0.50 uL 10X PCR Buffer

0.15 uL T_aq DNA Polymerase (do not add till ready)

5.00 uL total                              = 15 ul total reaction volume

Procedure (day 3):

11.  Add 10 uL of PCR “Pre-mix” to each PCR tube. Inoculate each tube with a “stab” from each clone from the master plate.  “Stab”= touch pipette tip to edge of colony.

12.  Incubate clones in Pre-mix at 100 ^oC/10 min. Programmed in thermocyclers as “kill”(this

lyses the bacteria to release plasmid).  Centrifuge to collect; chill tubes on ice.

13.  Set up & pre-heat thermocycler(s) as follows:

            1) 94 ^oC/ 4:30’  (X1)

            2) 94 ^oC/ 0:30’

                57 ^oC/ 0:30’

                72 ^oC/ 0:30’  (X25)

            3) 72 ^oC/ 2:00’  (X1)

            4)   4 ^oC/ soak  (X1)

This has been programmed in thermocyclers as “msatscrn”.

14.  Add T_aq  to T_aq mix listed in step 10  (above).  Add 5 uL mix to each tube while on  ice.

15. Load thermocycler- go read about organism of choice.

16.   68 samples can be run on an agarose gel

        Make 2 L 1x TAE, pH 7.8 per  agarose gel-

                                                            80 ml 25X TAE Buffer

                                                                    1920 ml dH₂O

17.   Make 3% agarose gel (300 ml)-

                                                  9.0 g Agarose

                                                  300 mL 1X TAE Buffer

                                                  3 uL GelStar stain

18.    When cycler is finished, centrifuge products.

         Dilute 6x loading dye 1:2 with water.

         Add 10 uL of diluted Loading Dye to each PCR tube.         

         Load 1 uL PCR Rxn/loading dye per well.

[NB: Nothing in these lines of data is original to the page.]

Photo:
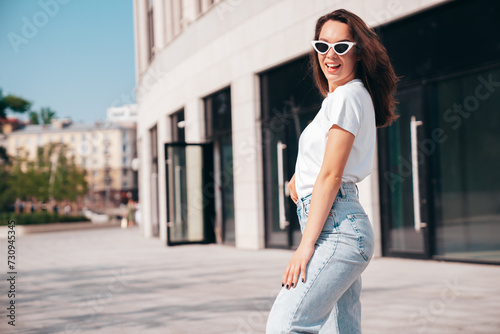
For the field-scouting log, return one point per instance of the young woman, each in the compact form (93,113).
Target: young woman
(322,282)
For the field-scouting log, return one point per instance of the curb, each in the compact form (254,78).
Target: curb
(54,227)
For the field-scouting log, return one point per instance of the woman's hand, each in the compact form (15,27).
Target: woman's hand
(293,191)
(297,265)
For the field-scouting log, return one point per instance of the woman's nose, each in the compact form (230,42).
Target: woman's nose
(331,53)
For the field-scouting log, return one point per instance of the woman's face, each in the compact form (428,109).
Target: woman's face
(333,32)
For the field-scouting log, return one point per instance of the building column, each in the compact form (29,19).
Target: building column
(369,197)
(145,183)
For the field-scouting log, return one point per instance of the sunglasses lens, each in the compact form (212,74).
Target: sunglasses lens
(341,48)
(321,47)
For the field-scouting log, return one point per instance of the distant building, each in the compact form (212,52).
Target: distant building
(125,114)
(104,149)
(224,91)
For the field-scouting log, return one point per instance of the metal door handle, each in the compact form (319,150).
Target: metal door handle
(281,185)
(415,176)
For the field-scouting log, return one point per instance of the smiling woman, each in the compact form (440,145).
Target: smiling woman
(336,150)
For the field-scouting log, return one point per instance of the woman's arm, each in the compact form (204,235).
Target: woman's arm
(293,190)
(326,187)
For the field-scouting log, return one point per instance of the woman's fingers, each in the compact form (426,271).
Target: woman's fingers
(289,281)
(284,281)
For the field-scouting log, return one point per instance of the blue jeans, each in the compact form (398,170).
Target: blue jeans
(328,301)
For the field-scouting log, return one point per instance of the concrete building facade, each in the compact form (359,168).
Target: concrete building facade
(223,92)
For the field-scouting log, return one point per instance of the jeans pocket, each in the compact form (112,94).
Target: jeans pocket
(362,227)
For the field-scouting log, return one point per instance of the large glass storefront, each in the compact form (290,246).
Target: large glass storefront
(440,161)
(289,101)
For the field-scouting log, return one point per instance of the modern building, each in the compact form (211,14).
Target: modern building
(104,149)
(224,91)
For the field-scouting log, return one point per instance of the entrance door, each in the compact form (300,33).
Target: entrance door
(190,193)
(281,135)
(404,188)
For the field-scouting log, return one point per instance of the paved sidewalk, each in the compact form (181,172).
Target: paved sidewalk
(111,280)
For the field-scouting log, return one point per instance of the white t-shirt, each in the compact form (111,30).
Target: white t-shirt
(349,106)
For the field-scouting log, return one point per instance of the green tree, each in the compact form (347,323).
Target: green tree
(46,115)
(41,180)
(13,103)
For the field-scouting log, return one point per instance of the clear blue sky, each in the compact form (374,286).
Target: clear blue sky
(78,59)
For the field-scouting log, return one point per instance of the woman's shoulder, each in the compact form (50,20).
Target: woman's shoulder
(354,91)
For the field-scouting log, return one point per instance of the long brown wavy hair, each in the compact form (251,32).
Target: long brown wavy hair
(374,67)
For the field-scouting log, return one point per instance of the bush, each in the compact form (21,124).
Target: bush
(38,218)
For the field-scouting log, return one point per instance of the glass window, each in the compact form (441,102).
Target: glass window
(469,160)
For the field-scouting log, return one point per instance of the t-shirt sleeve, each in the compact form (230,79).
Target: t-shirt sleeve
(345,110)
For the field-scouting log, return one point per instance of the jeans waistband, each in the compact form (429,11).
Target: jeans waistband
(344,189)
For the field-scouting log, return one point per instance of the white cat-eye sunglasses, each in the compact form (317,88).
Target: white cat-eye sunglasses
(340,48)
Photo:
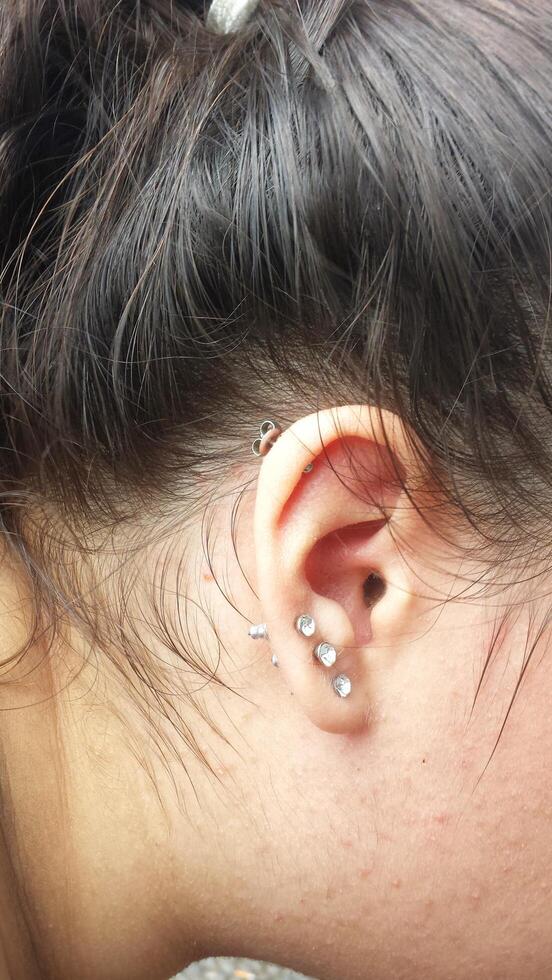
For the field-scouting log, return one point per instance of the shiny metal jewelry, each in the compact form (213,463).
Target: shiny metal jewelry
(342,685)
(326,654)
(305,625)
(259,632)
(269,432)
(228,16)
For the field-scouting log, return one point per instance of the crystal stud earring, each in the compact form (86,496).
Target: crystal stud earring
(326,654)
(259,632)
(342,686)
(305,625)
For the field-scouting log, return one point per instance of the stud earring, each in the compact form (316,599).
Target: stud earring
(326,654)
(305,625)
(259,632)
(342,685)
(269,433)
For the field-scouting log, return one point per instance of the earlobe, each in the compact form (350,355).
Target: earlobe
(319,535)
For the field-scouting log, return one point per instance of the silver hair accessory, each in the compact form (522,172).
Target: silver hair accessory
(229,16)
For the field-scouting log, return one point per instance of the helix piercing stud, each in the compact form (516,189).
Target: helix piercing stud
(326,654)
(305,625)
(342,685)
(269,433)
(259,632)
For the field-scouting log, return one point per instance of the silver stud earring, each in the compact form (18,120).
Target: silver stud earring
(269,433)
(305,625)
(342,685)
(259,632)
(326,654)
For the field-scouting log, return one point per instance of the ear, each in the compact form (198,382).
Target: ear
(325,544)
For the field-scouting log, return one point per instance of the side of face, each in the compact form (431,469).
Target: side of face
(403,831)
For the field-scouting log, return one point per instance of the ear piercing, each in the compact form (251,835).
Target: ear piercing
(259,632)
(326,654)
(305,625)
(342,685)
(269,433)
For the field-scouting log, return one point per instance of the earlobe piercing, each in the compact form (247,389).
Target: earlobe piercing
(305,625)
(259,632)
(342,685)
(326,654)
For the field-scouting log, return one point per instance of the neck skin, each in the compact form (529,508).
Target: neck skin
(318,851)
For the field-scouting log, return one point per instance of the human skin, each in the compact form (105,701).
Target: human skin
(375,837)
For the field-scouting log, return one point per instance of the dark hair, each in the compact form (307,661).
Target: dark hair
(348,200)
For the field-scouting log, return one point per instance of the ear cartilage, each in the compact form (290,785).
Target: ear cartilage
(305,625)
(326,654)
(342,685)
(259,632)
(269,432)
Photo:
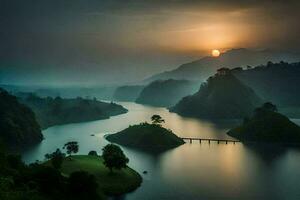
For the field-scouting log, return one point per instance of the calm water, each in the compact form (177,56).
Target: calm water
(191,171)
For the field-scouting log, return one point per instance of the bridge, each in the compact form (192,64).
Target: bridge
(191,139)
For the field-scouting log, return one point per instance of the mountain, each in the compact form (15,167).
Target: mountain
(223,96)
(267,126)
(205,67)
(275,82)
(18,125)
(166,92)
(127,93)
(146,136)
(55,111)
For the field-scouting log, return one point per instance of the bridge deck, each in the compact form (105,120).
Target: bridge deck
(210,140)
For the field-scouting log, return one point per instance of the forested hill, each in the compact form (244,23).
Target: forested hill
(18,126)
(221,97)
(55,111)
(205,67)
(276,82)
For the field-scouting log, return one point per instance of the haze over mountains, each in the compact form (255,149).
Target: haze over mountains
(203,68)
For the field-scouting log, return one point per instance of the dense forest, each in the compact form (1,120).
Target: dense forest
(54,111)
(223,96)
(267,125)
(166,92)
(276,82)
(18,125)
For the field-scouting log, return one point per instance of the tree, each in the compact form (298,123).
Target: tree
(114,157)
(56,158)
(72,147)
(93,153)
(157,119)
(269,106)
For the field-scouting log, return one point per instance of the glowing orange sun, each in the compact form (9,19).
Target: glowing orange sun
(215,53)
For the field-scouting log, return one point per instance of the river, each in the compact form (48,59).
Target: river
(191,171)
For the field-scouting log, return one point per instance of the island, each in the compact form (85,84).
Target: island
(223,96)
(127,92)
(119,182)
(56,111)
(267,126)
(145,136)
(19,128)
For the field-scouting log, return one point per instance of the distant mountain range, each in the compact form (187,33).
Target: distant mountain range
(221,97)
(203,68)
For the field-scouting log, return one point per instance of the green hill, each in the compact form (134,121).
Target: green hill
(19,128)
(166,92)
(146,136)
(267,126)
(221,97)
(55,111)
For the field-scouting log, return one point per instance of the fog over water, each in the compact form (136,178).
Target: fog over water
(191,171)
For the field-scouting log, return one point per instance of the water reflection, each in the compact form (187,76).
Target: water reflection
(191,171)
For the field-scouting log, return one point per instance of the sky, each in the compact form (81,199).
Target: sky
(98,42)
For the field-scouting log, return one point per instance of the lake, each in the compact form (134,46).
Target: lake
(191,171)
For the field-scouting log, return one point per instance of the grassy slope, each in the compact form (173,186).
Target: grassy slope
(146,135)
(121,181)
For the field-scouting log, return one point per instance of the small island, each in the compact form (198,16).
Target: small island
(116,183)
(267,126)
(147,136)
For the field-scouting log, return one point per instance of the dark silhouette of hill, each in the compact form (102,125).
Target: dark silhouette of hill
(276,82)
(55,111)
(146,136)
(166,92)
(127,93)
(221,97)
(267,125)
(18,126)
(205,67)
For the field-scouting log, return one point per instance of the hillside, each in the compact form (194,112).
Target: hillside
(205,67)
(166,92)
(18,125)
(267,126)
(221,97)
(127,93)
(55,111)
(146,136)
(276,82)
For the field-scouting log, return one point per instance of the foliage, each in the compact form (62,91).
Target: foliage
(19,128)
(120,182)
(56,158)
(72,147)
(267,125)
(114,157)
(83,185)
(146,136)
(93,153)
(222,97)
(157,119)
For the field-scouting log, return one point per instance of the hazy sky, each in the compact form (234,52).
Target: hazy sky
(101,41)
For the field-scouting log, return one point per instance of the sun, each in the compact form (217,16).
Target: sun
(215,53)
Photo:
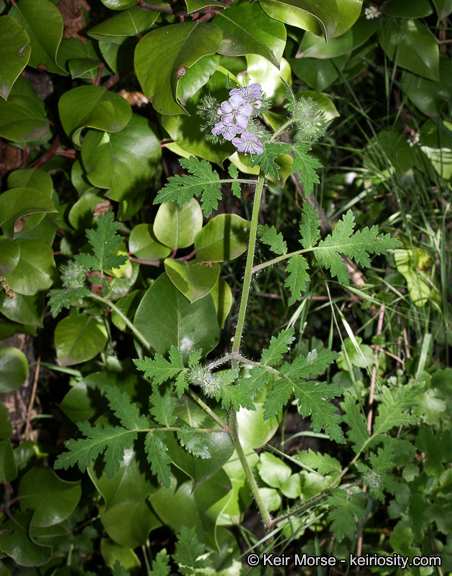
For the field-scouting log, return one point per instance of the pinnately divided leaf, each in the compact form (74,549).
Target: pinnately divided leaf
(312,397)
(109,439)
(125,410)
(278,346)
(356,246)
(203,180)
(354,418)
(306,165)
(188,553)
(393,408)
(323,463)
(157,456)
(160,369)
(193,442)
(296,280)
(309,227)
(274,239)
(267,159)
(346,510)
(104,241)
(163,406)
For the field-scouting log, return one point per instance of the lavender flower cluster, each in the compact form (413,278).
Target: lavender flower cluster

          Load 100 bp ladder in a 1:1 mixture with dilute Loading Dye.

19.      Select those clones that produce a 250-800bp PCR fragment for 3 ml culture andsubsequent purification and sequencing.

20. Ensure that there are plenty of sterile glass culture tubes, and sterile (non-barrier) pipette

tips/toothpicks, 1 L & 500 ml containers containing 10% bleach. Nonsterile borosilicate tubes are in packages on storage shelves in thermocycler room. Caps are in drawers below balances. Autoclave tubes before use. Autoclaved tubes are kept in racks on high shelves above –20 freezer.

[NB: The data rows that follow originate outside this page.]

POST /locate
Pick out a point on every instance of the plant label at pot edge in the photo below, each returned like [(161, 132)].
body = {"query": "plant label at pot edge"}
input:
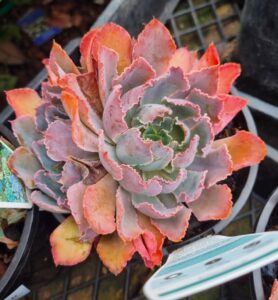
[(209, 262), (12, 192)]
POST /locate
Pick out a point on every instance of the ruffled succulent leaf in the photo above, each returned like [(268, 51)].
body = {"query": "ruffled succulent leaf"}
[(114, 252), (40, 120), (99, 205), (228, 73), (89, 87), (109, 36), (84, 138), (59, 63), (131, 149), (72, 173), (50, 187), (154, 37), (46, 203), (75, 194), (59, 142), (155, 207), (25, 131), (164, 86), (184, 59), (23, 101), (127, 220), (107, 71), (232, 105), (86, 45), (24, 165), (174, 228), (133, 182), (217, 163), (246, 149), (149, 244), (39, 149), (214, 203), (191, 188), (210, 105), (113, 115), (66, 247), (138, 73), (162, 156)]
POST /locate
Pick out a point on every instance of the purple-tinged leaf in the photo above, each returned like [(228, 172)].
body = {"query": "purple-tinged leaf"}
[(191, 188), (24, 165), (113, 116), (107, 71), (25, 131), (89, 87), (210, 105), (75, 195), (156, 45), (53, 113), (185, 158), (132, 150), (46, 203), (126, 216), (108, 158), (172, 182), (72, 173), (99, 205), (49, 187), (203, 129), (162, 156), (138, 73), (50, 92), (205, 80), (38, 147), (175, 227), (156, 208), (133, 182), (82, 136), (217, 162), (182, 109), (165, 86), (214, 203), (40, 120), (149, 112), (59, 143)]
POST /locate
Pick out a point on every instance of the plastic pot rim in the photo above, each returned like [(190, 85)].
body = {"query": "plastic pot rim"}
[(261, 226), (20, 257)]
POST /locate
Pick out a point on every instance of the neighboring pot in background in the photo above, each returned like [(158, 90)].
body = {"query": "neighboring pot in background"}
[(264, 277), (11, 279), (258, 42)]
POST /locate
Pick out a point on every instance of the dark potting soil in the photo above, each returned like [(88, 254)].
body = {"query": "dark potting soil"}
[(74, 17), (12, 232), (254, 88), (270, 272)]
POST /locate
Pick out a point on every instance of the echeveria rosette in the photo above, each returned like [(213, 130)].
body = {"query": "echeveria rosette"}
[(126, 143)]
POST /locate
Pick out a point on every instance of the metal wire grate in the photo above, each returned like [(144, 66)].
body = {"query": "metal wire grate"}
[(194, 23)]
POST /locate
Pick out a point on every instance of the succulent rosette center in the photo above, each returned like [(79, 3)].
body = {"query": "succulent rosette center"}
[(127, 145)]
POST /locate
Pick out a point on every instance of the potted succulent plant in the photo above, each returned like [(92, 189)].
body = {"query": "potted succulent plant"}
[(265, 279), (126, 143), (17, 231)]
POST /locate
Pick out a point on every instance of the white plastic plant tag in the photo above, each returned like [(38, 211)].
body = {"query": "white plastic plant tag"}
[(12, 192), (20, 292), (209, 262)]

Preparation of Reagents (day 4):

21.  Ensure that incubator/H₂O –bath is at 37 ^oC.  Incubator can hold 180 tubes.

Prepare 3 ml culture/clone: (LB + 150 ug/ml Carbenicillin)-

                                                                        3 ml LB

                                                                        4.5 uL 100 mg/ml Carbenicillin

Procedure (day 4):

22.  In the afternoon, use sterile pipette tip to pick white (recombinant) colonies from the Master

Plate for inoculation of 3 ml culture.

23.  Incubate at 37 ^oC, O/N, 300 RPM in incubator/H₂O –bath.

Procedure (day 5)

23. Centrifuge tubes uncapped at 2000 RPM/10’. Make sure not to load tubes side by side, and

that the tubes don’t touch anything when they rotate to a horizontal position.  Decant supernatant into 10% bleach.

24.  Process 3 ml pellets through Qiagen Plasmid Miniprep Kit (#27106). Pellets may be frozen at

–20 ^oC if needed at this point.

26.    Quantitate a dilution of plasmid miniprep via DNA quantitation program of FLORA fluorimager.